His pre-Patriots six-game win streak was impressive in its improbability, and with the Broncos lounging on top of the AFC West, he’ll rightly be remembered as one of the year’s top stories … but he’s not the only story. What about Cam Newton’s record-splintering rookie season? Or the Texans' first playoff berth? Or Peyton Manning’s inexplicable MVP (Most Valuable Paperweight?) honors from NFL Magazine.
“If you watched Sportscenter today, it was Tim Tebow, then something else, Tim Tebow then something else, and Tim Tebow then something else,” Ravens quarterback Joe Flacco complained last week.
I’m with him: more than ready for the networks to just say (Teb)No.
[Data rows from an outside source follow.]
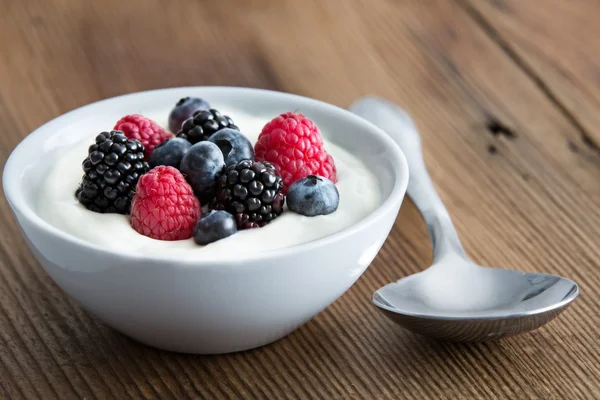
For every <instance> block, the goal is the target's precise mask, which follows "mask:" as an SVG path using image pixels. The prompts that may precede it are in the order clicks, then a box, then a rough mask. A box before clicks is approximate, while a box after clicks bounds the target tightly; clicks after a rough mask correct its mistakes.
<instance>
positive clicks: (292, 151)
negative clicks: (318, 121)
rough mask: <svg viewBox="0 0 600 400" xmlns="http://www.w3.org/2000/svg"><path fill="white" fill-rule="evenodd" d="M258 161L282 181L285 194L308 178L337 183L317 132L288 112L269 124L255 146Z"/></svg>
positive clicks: (320, 136) (322, 143)
mask: <svg viewBox="0 0 600 400" xmlns="http://www.w3.org/2000/svg"><path fill="white" fill-rule="evenodd" d="M254 152H255V153H256V160H257V161H268V162H270V163H271V164H273V165H274V166H275V168H276V169H277V171H278V172H279V173H280V174H281V177H282V178H283V185H284V192H285V191H287V189H288V188H289V187H290V185H291V184H292V183H294V182H295V181H297V180H298V179H301V178H305V177H307V176H308V175H319V176H323V177H325V178H328V179H330V180H331V181H332V182H334V183H335V182H337V176H336V168H335V163H334V161H333V158H332V157H331V156H330V155H329V154H327V152H326V151H325V148H324V147H323V138H322V136H321V132H320V131H319V128H317V126H316V125H315V124H314V122H312V121H311V120H310V119H308V118H306V117H305V116H304V115H302V114H298V113H294V112H287V113H284V114H281V115H280V116H278V117H276V118H274V119H273V120H271V121H270V122H268V123H267V124H266V125H265V127H264V128H263V130H262V132H261V133H260V135H259V137H258V141H257V142H256V145H255V146H254Z"/></svg>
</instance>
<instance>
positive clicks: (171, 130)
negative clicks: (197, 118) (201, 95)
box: [169, 97, 210, 132]
mask: <svg viewBox="0 0 600 400" xmlns="http://www.w3.org/2000/svg"><path fill="white" fill-rule="evenodd" d="M209 108H210V105H209V104H208V102H207V101H206V100H204V99H201V98H199V97H184V98H183V99H180V100H179V101H178V102H177V104H175V107H174V108H173V110H171V114H169V130H170V131H171V132H177V131H179V129H180V128H181V124H183V122H184V121H185V120H186V119H188V118H191V117H192V115H193V114H194V113H195V112H196V111H199V110H208V109H209Z"/></svg>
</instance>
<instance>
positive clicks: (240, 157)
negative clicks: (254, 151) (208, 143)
mask: <svg viewBox="0 0 600 400" xmlns="http://www.w3.org/2000/svg"><path fill="white" fill-rule="evenodd" d="M208 141H209V142H213V143H214V144H216V145H217V146H219V148H220V149H221V152H222V153H223V157H224V158H225V165H231V164H237V163H239V162H240V161H242V160H254V147H253V146H252V143H251V142H250V141H249V140H248V138H247V137H246V136H244V135H243V134H242V133H240V131H237V130H235V129H231V128H225V129H221V130H220V131H218V132H217V133H215V134H213V135H212V136H211V137H210V138H209V139H208Z"/></svg>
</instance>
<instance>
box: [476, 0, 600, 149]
mask: <svg viewBox="0 0 600 400" xmlns="http://www.w3.org/2000/svg"><path fill="white" fill-rule="evenodd" d="M465 3H466V4H467V5H468V9H469V12H470V13H471V14H472V16H473V17H474V18H475V19H476V20H478V21H479V23H480V24H481V25H482V26H483V27H484V29H487V30H489V31H490V34H491V35H493V36H494V38H495V40H496V41H497V42H498V43H501V44H502V46H504V47H505V49H506V51H508V52H509V53H511V55H512V57H514V58H515V59H516V60H517V61H518V62H519V63H520V64H521V65H522V67H523V68H524V69H526V70H527V71H528V73H529V74H530V75H531V76H532V77H533V78H534V79H539V80H541V82H539V85H540V89H541V90H543V91H545V92H546V93H547V94H548V95H549V96H551V97H553V101H554V102H556V103H557V104H558V105H559V107H560V108H562V111H563V113H564V114H565V115H566V116H567V118H569V119H571V120H572V122H573V123H574V124H575V125H576V126H577V127H578V129H579V131H580V134H581V136H582V138H583V140H582V142H581V143H573V144H572V151H574V152H582V153H584V154H587V156H588V157H590V153H595V154H598V153H600V133H599V132H598V128H597V127H598V124H599V123H600V114H599V113H598V108H599V107H600V65H599V63H598V56H597V54H598V53H599V52H600V35H598V28H597V26H596V21H597V18H598V15H600V3H599V2H597V1H588V0H574V1H562V0H547V1H544V2H543V5H542V4H541V2H540V1H519V0H493V1H491V0H485V1H474V0H466V1H465Z"/></svg>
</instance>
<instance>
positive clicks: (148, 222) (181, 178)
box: [131, 165, 200, 240]
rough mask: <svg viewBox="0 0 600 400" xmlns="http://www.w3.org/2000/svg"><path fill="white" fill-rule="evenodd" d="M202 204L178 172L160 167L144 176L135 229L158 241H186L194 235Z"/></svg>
mask: <svg viewBox="0 0 600 400" xmlns="http://www.w3.org/2000/svg"><path fill="white" fill-rule="evenodd" d="M199 218H200V202H199V201H198V199H197V198H196V197H195V196H194V191H193V190H192V188H191V187H190V185H189V184H188V183H187V182H186V181H185V178H184V177H183V175H182V174H181V172H179V171H178V170H177V169H175V168H173V167H170V166H164V165H160V166H158V167H156V168H154V169H152V170H150V172H148V173H146V174H144V175H142V177H141V178H140V180H139V182H138V185H137V191H136V194H135V196H134V197H133V202H132V204H131V226H132V227H133V229H135V230H136V231H137V232H138V233H141V234H142V235H145V236H149V237H151V238H153V239H158V240H184V239H189V238H191V237H192V236H193V234H194V225H195V224H196V222H197V221H198V219H199Z"/></svg>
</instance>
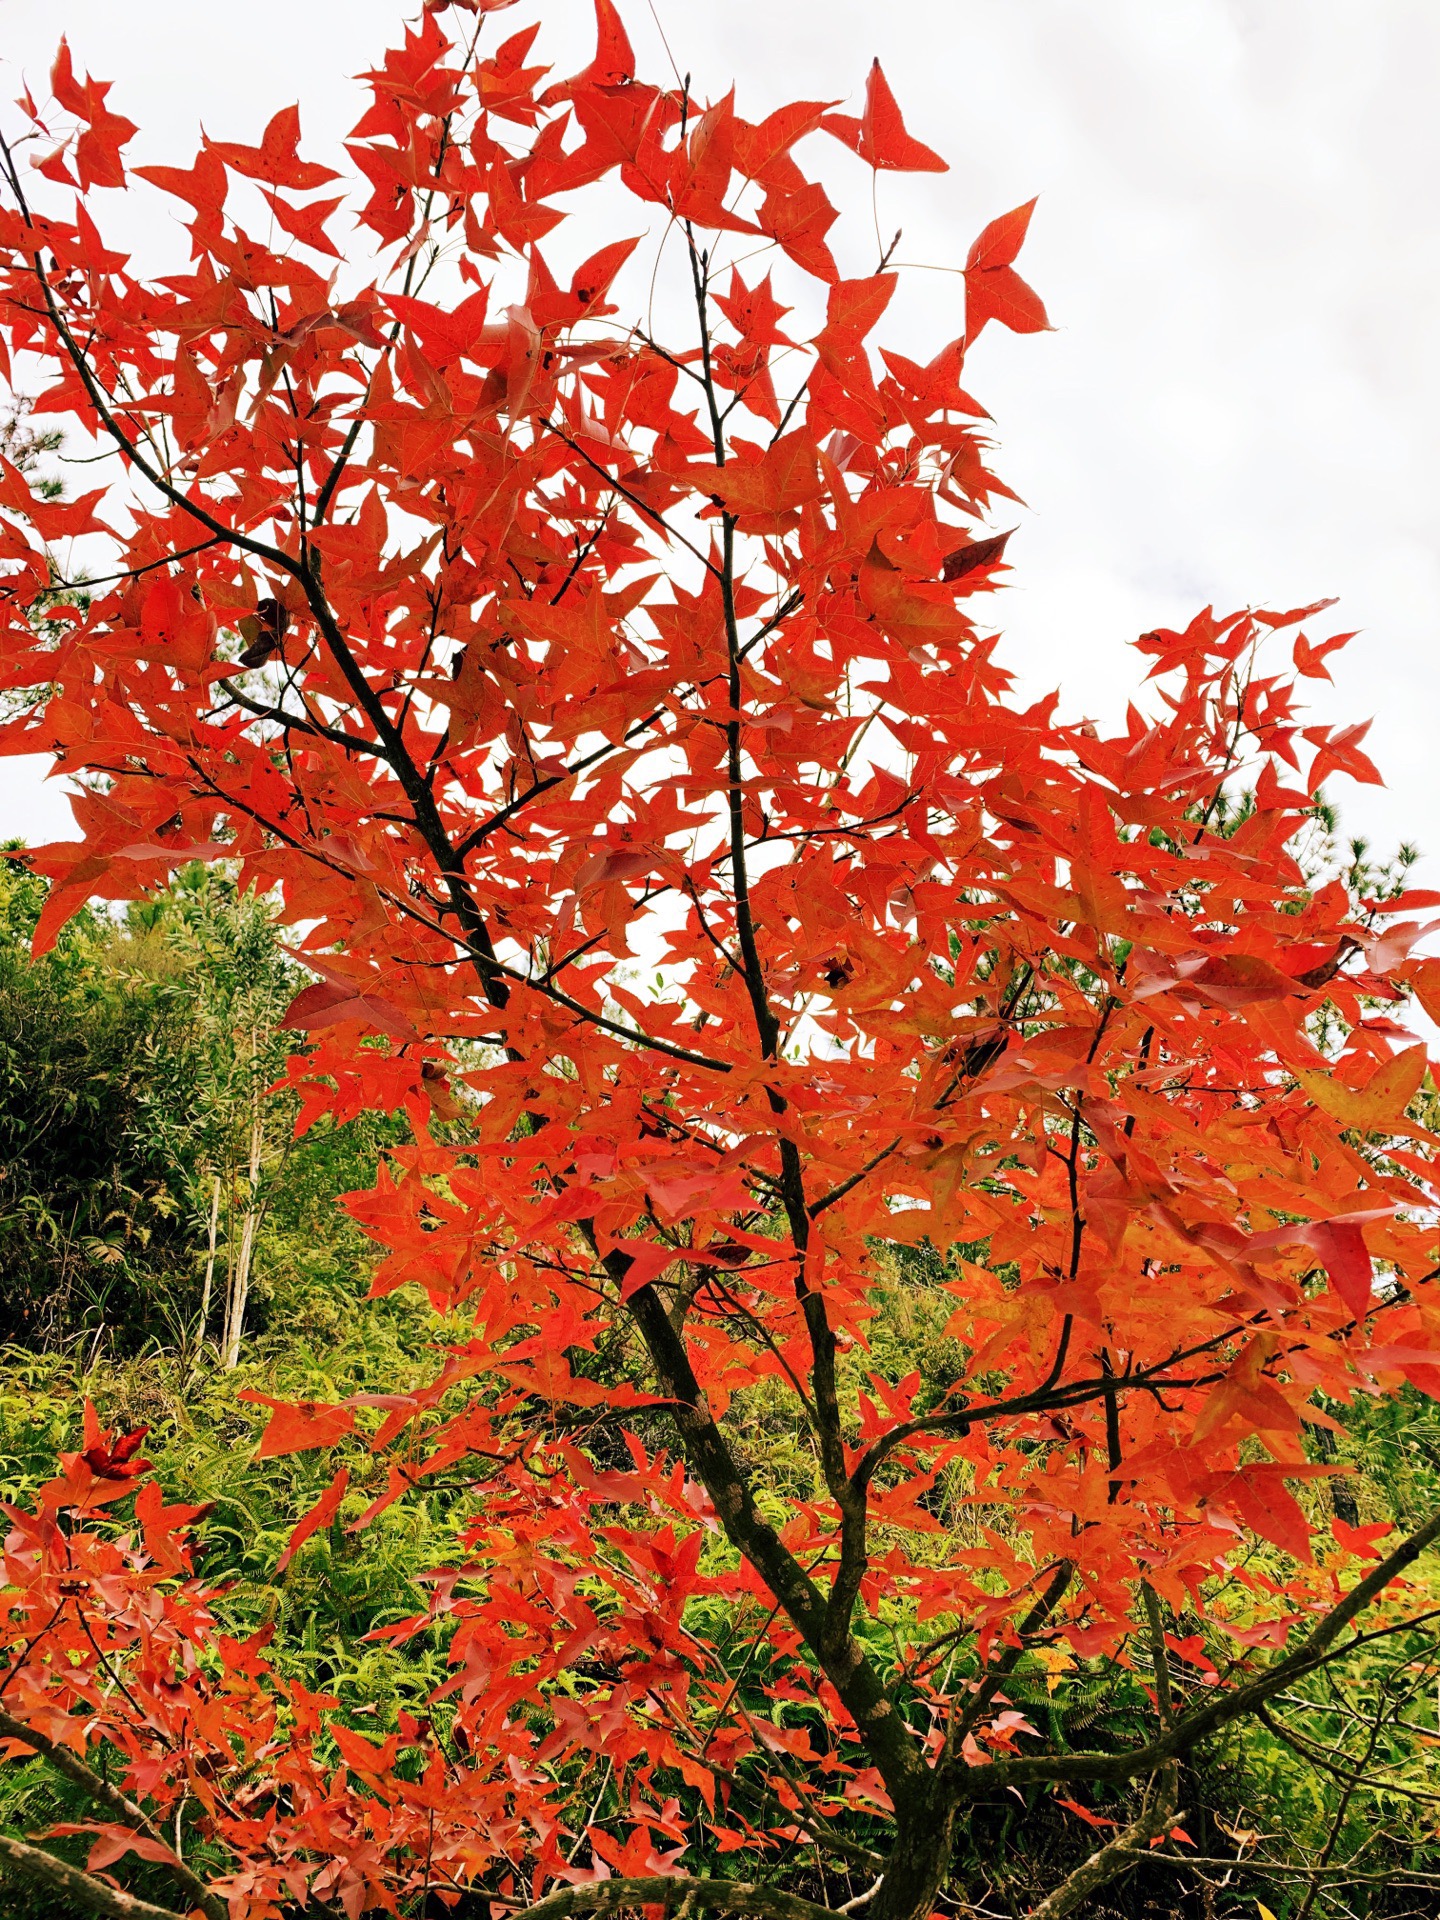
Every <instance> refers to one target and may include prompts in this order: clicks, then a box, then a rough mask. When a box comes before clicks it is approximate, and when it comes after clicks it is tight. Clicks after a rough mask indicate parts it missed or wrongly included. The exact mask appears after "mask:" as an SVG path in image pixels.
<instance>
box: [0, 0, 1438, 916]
mask: <svg viewBox="0 0 1440 1920" xmlns="http://www.w3.org/2000/svg"><path fill="white" fill-rule="evenodd" d="M655 10H657V13H659V19H660V23H662V25H664V31H666V36H668V40H670V46H672V50H674V56H676V61H678V63H680V67H682V71H685V69H691V71H693V73H695V75H697V84H703V86H705V88H707V90H710V92H716V94H718V92H722V90H724V86H726V84H728V83H730V79H732V77H733V79H735V81H737V84H739V102H741V109H751V111H758V109H764V108H766V106H770V104H774V102H776V100H780V98H781V96H787V94H795V92H804V94H806V96H849V98H851V100H854V98H858V94H860V88H862V83H864V75H866V69H868V65H870V60H872V58H874V56H876V54H877V56H879V58H881V61H883V65H885V71H887V75H889V79H891V84H893V86H895V92H897V96H899V100H900V104H902V108H904V113H906V123H908V125H910V129H912V131H914V134H916V136H918V138H922V140H925V142H927V144H931V146H935V148H939V150H941V152H945V154H947V156H948V157H950V163H952V171H950V173H947V175H937V177H904V179H900V177H891V179H885V180H883V182H881V202H879V223H881V227H883V228H885V234H887V236H889V232H893V228H895V227H897V225H902V227H904V244H902V250H900V257H902V259H912V261H929V263H933V265H958V263H960V259H962V257H964V250H966V246H968V242H970V240H972V238H973V234H975V232H977V230H979V227H981V225H983V223H985V221H987V219H989V217H991V215H995V213H1000V211H1004V209H1006V207H1012V205H1016V204H1018V202H1021V200H1027V198H1029V196H1031V194H1035V192H1039V194H1041V205H1039V211H1037V217H1035V225H1033V230H1031V240H1029V244H1027V250H1025V261H1023V265H1025V273H1027V278H1031V280H1033V284H1035V286H1037V288H1039V292H1041V294H1043V298H1044V301H1046V305H1048V309H1050V315H1052V319H1054V323H1056V328H1058V330H1056V332H1054V334H1048V336H1039V338H1027V340H1018V338H1012V336H1006V334H1000V332H998V328H991V330H989V332H987V334H985V340H983V342H981V344H979V348H977V349H975V357H973V367H972V372H970V384H972V386H973V390H975V392H977V396H979V397H981V399H983V401H985V403H987V405H989V407H991V411H993V413H995V417H996V432H998V438H1000V442H1002V461H1000V468H1002V472H1004V476H1006V478H1008V480H1010V484H1012V486H1014V488H1016V490H1018V492H1020V493H1021V495H1023V497H1025V499H1027V503H1029V509H1031V511H1029V515H1025V516H1021V528H1020V534H1018V536H1016V541H1014V547H1012V557H1014V563H1016V576H1014V578H1016V588H1014V589H1012V591H1010V593H1006V595H1000V597H998V599H996V616H998V618H1002V620H1004V626H1006V634H1008V637H1006V657H1008V660H1010V664H1012V666H1016V668H1018V670H1020V672H1021V676H1023V685H1025V691H1029V693H1037V691H1041V689H1043V687H1044V685H1048V684H1056V682H1058V684H1060V685H1062V687H1064V691H1066V705H1068V707H1069V708H1071V710H1085V712H1100V714H1108V712H1116V710H1117V707H1119V705H1121V701H1123V697H1125V695H1127V691H1129V689H1131V685H1133V682H1135V678H1137V662H1135V659H1133V657H1131V655H1129V651H1127V645H1125V643H1127V639H1131V637H1133V636H1135V634H1139V632H1142V630H1146V628H1150V626H1156V624H1175V622H1185V620H1187V618H1188V616H1190V614H1192V612H1194V611H1196V609H1198V607H1200V605H1204V603H1206V601H1213V603H1215V605H1221V607H1236V605H1242V603H1246V601H1252V603H1258V605H1275V603H1277V601H1279V603H1286V605H1298V603H1304V601H1309V599H1319V597H1321V595H1327V593H1338V595H1342V605H1340V609H1338V614H1342V616H1344V626H1357V628H1361V630H1363V637H1361V639H1359V641H1356V643H1354V645H1352V649H1350V653H1348V655H1344V657H1342V659H1340V662H1338V664H1336V670H1334V672H1336V685H1334V687H1327V685H1325V684H1313V682H1311V684H1308V689H1309V691H1311V697H1313V707H1315V714H1313V718H1323V720H1331V722H1334V720H1352V718H1361V716H1367V714H1371V712H1373V714H1375V716H1377V722H1375V732H1373V735H1371V747H1373V751H1375V756H1377V760H1379V762H1380V766H1382V768H1384V770H1386V774H1388V778H1390V787H1388V789H1384V791H1380V789H1356V787H1352V785H1350V783H1348V781H1338V783H1336V789H1334V797H1336V799H1338V801H1340V803H1342V808H1344V814H1346V824H1348V826H1352V828H1356V829H1363V831H1367V833H1369V835H1371V837H1373V841H1375V843H1377V845H1379V847H1388V845H1394V843H1396V841H1398V839H1402V837H1411V839H1419V841H1421V845H1425V847H1428V851H1430V852H1432V854H1436V856H1440V818H1436V814H1438V806H1436V801H1438V795H1436V776H1434V766H1436V755H1434V749H1432V745H1430V730H1432V724H1434V722H1432V712H1434V708H1436V697H1438V695H1440V666H1438V664H1436V660H1438V649H1436V632H1434V630H1436V609H1440V551H1438V549H1440V467H1438V463H1436V457H1434V447H1436V442H1438V440H1440V361H1438V357H1436V353H1434V344H1432V342H1434V324H1436V321H1434V307H1436V292H1438V290H1440V219H1436V198H1438V196H1440V184H1438V182H1440V121H1438V119H1436V115H1434V111H1432V100H1430V94H1432V77H1434V73H1436V71H1440V10H1436V8H1432V6H1430V4H1428V0H1388V4H1386V6H1384V8H1363V10H1357V8H1354V4H1352V0H1308V4H1306V6H1273V4H1260V0H1165V4H1164V6H1156V4H1154V0H1106V4H1104V6H1096V4H1094V0H1023V4H1018V0H893V4H889V6H874V0H868V4H864V6H862V4H858V0H726V4H724V6H697V4H695V0H655ZM518 17H520V13H518V12H516V13H515V15H509V13H505V15H499V25H501V27H505V29H507V31H509V23H511V21H515V19H518ZM626 17H628V21H630V27H632V35H634V38H636V44H637V48H639V50H641V58H645V60H647V61H649V65H651V69H653V71H666V65H668V63H666V56H664V50H662V48H660V44H659V35H657V31H655V23H653V19H651V13H649V8H647V6H645V4H643V0H630V4H628V6H626ZM0 21H2V23H4V44H6V54H8V58H10V60H12V61H13V63H15V65H23V67H27V69H29V73H31V77H35V79H40V77H42V73H44V67H46V65H48V60H50V54H52V52H54V38H56V33H58V21H56V12H54V0H0ZM394 23H396V8H394V4H390V0H349V4H348V6H346V8H296V6H294V4H292V0H250V4H248V6H246V8H244V10H236V12H232V13H228V15H227V13H213V12H207V13H205V25H204V31H200V29H198V27H196V13H194V8H192V6H188V4H180V0H134V4H132V6H129V8H123V10H115V8H113V6H109V4H108V0H104V4H102V0H67V8H65V21H63V25H65V31H67V33H69V38H71V44H73V46H75V50H77V58H81V60H83V61H84V63H86V65H92V67H94V69H96V71H98V73H102V75H106V77H113V79H115V83H117V90H115V100H117V102H119V106H121V108H123V109H125V111H127V113H131V117H132V119H136V121H140V125H142V129H144V132H142V140H140V142H136V144H138V146H144V148H146V154H144V157H150V159H161V157H163V159H175V157H177V156H179V157H186V159H188V156H190V154H192V152H194V138H196V132H198V119H200V111H202V108H204V115H205V125H207V127H209V131H211V132H215V134H219V136H236V138H253V134H255V131H257V129H259V127H261V125H263V121H265V117H267V115H269V111H271V109H273V108H275V106H280V104H286V102H288V100H292V98H296V94H300V98H301V111H303V117H305V129H307V144H313V146H315V150H317V152H319V150H321V146H323V144H324V142H326V140H332V138H336V136H338V134H342V132H344V131H346V127H348V125H349V123H351V121H353V117H355V111H357V92H355V88H353V84H351V83H348V81H346V75H351V73H357V71H361V69H363V67H365V65H369V63H371V60H372V58H374V54H376V52H378V48H380V46H382V44H384V40H386V36H388V35H390V33H392V29H394ZM488 31H490V33H493V31H495V29H493V27H490V29H488ZM591 33H593V17H591V8H589V6H588V4H586V0H568V4H551V6H547V8H545V40H547V44H549V52H551V58H557V60H559V63H561V67H563V69H572V67H578V65H582V63H584V60H586V58H588V56H589V42H591ZM824 144H826V142H816V146H814V159H816V161H818V159H820V148H822V146H824ZM806 157H810V156H808V154H806ZM824 167H826V173H828V177H831V179H833V180H835V184H837V188H839V190H841V194H843V200H845V207H847V217H845V223H843V228H841V230H839V232H841V236H843V238H841V242H839V244H841V252H843V257H845V261H847V267H851V269H852V271H866V269H868V267H870V265H872V261H874V228H872V223H870V177H868V171H866V169H864V167H862V165H860V163H858V161H854V159H852V157H851V156H847V154H843V152H841V150H839V148H833V150H831V152H828V154H826V156H824ZM125 198H127V196H113V202H115V211H117V215H119V217H121V219H131V221H134V219H138V217H140V209H138V207H125V205H123V202H125ZM129 198H132V200H134V198H138V196H129ZM144 217H146V219H154V215H150V213H146V215H144ZM845 250H849V252H845ZM956 288H958V282H956V280H954V278H952V276H948V275H945V273H924V271H914V273H906V276H904V284H902V294H900V298H899V300H897V303H895V307H893V309H891V319H893V321H895V326H897V328H899V332H900V336H902V342H904V340H908V342H912V344H914V346H918V348H924V346H931V348H933V346H939V344H941V342H943V340H947V338H950V336H952V334H954V332H958V324H960V301H958V290H956ZM887 324H889V321H887ZM52 791H54V789H52ZM12 795H13V789H12ZM12 795H4V797H0V806H4V810H6V820H4V822H0V824H2V826H4V828H6V829H10V831H15V829H19V831H25V828H23V824H21V826H15V814H13V804H15V803H13V797H12ZM1438 872H1440V862H1436V860H1432V862H1430V868H1428V876H1427V877H1430V879H1434V877H1436V874H1438Z"/></svg>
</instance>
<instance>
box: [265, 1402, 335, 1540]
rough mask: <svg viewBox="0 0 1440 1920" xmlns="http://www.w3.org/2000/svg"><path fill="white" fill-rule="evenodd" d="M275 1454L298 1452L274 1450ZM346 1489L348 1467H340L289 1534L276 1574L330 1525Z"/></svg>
mask: <svg viewBox="0 0 1440 1920" xmlns="http://www.w3.org/2000/svg"><path fill="white" fill-rule="evenodd" d="M271 1425H275V1421H271ZM265 1438H267V1440H269V1432H267V1434H265ZM275 1452H298V1450H296V1448H284V1450H282V1448H276V1450H275ZM348 1488H349V1467H342V1469H340V1473H338V1475H336V1476H334V1480H330V1484H328V1486H326V1490H324V1492H323V1494H321V1498H319V1500H317V1501H315V1505H313V1507H311V1509H309V1513H307V1515H305V1517H303V1519H301V1521H300V1524H298V1526H296V1530H294V1532H292V1534H290V1540H288V1542H286V1549H284V1553H282V1555H280V1557H278V1561H276V1563H275V1571H276V1572H284V1571H286V1567H288V1565H290V1561H292V1559H294V1557H296V1553H300V1549H301V1548H303V1546H305V1542H307V1540H309V1538H311V1536H313V1534H319V1530H321V1528H323V1526H328V1524H330V1521H332V1519H334V1517H336V1513H340V1507H342V1503H344V1498H346V1490H348Z"/></svg>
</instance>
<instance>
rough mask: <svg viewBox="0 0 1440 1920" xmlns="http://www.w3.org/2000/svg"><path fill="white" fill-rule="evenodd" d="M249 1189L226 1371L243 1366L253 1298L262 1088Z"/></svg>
mask: <svg viewBox="0 0 1440 1920" xmlns="http://www.w3.org/2000/svg"><path fill="white" fill-rule="evenodd" d="M250 1102H252V1104H250V1192H248V1194H246V1217H244V1221H242V1225H240V1252H238V1256H236V1261H234V1275H232V1281H230V1298H228V1302H227V1308H225V1350H223V1363H225V1371H227V1373H228V1371H232V1369H234V1367H238V1365H240V1334H242V1332H244V1325H246V1302H248V1298H250V1265H252V1260H253V1256H255V1227H257V1225H259V1162H261V1150H263V1146H265V1116H263V1112H261V1104H259V1089H252V1094H250Z"/></svg>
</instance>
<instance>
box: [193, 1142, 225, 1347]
mask: <svg viewBox="0 0 1440 1920" xmlns="http://www.w3.org/2000/svg"><path fill="white" fill-rule="evenodd" d="M219 1225H221V1177H219V1173H215V1175H213V1187H211V1192H209V1252H207V1256H205V1284H204V1286H202V1290H200V1327H198V1331H196V1354H198V1352H200V1348H202V1346H204V1344H205V1327H207V1325H209V1300H211V1292H213V1288H215V1240H217V1235H219Z"/></svg>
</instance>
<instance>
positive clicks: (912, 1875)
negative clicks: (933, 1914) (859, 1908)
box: [866, 1793, 956, 1920]
mask: <svg viewBox="0 0 1440 1920" xmlns="http://www.w3.org/2000/svg"><path fill="white" fill-rule="evenodd" d="M954 1812H956V1809H954V1803H950V1805H941V1803H939V1795H935V1793H924V1795H916V1799H914V1801H912V1803H910V1805H908V1807H900V1809H897V1820H895V1845H893V1847H891V1851H889V1857H887V1860H885V1874H883V1878H881V1884H879V1891H877V1893H876V1897H874V1901H872V1903H870V1907H868V1908H866V1920H927V1916H929V1914H931V1912H935V1907H937V1901H939V1891H941V1887H943V1885H945V1880H947V1874H948V1872H950V1847H952V1836H954Z"/></svg>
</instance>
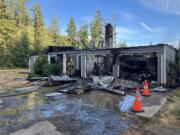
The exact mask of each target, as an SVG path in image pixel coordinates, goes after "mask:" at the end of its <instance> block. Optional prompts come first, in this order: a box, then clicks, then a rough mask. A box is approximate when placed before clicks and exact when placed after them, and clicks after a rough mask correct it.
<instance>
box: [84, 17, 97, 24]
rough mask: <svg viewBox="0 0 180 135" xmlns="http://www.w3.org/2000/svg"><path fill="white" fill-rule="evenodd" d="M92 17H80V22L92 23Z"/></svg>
mask: <svg viewBox="0 0 180 135" xmlns="http://www.w3.org/2000/svg"><path fill="white" fill-rule="evenodd" d="M93 19H94V17H93V16H84V17H82V20H83V22H84V23H91V22H92V21H93Z"/></svg>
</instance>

In the past two seasons, Harrison has collected over $125,000 in fines for leading with his helmet while tackling Mohammed Massaquoi, Josh Cribbs, Drew Brees and Ryan Fitzpatrick. Hitting Harrison in his Bank of America account obviously doesn't work as a deterrent.
Neither did his recent suspension. Harrison’s response to his one-game stay on the NFL’s Naughty list? To tweet “LOL!” immediately after the league announced their decision.
It’s one thing to embrace the role of the villain, to rock your Steeler-black helmet like you’re Liberty Freakin’ Valance wearing a black Stetson. But Harrison has crossed the line between attitude and arrogance and — at this point — it’s up to the league to step up and shove him back to the other side.
Until early December, Braun was a walking “Got Milk” ad, the kind of player who actually calls a fan brave enough to flash her phone number to the Miller Park crowd, one whose most disturbing off-field incident was wearing Affliction t-shirts.
Then came the positive test for performance enhancing drugs — in the form of elevated testosterone — and his gleaming white reputation has been dragged through the infield dirt. I want to give Braun the benefit of the doubt — that there’s a legit medical reason or there was a lab error — but that’s hard to do.
I'm giving my brain an "I'm With Stupid" shirt for making me believe that baseball had cleaned itself up. Or for making me believe, period. And those still-unexplained explanations against the reigning NL MVP make me feel more than a little queasy. This time, I just can’t blame the sushi.
Danica, please let us know whether you want to be known as a pioneer or a pinup. Because right now, it’s hard to take you seriously either way.
And, most of all, I want whoever swiped my Baby Tebow to bring him back. That manger’s too big without him.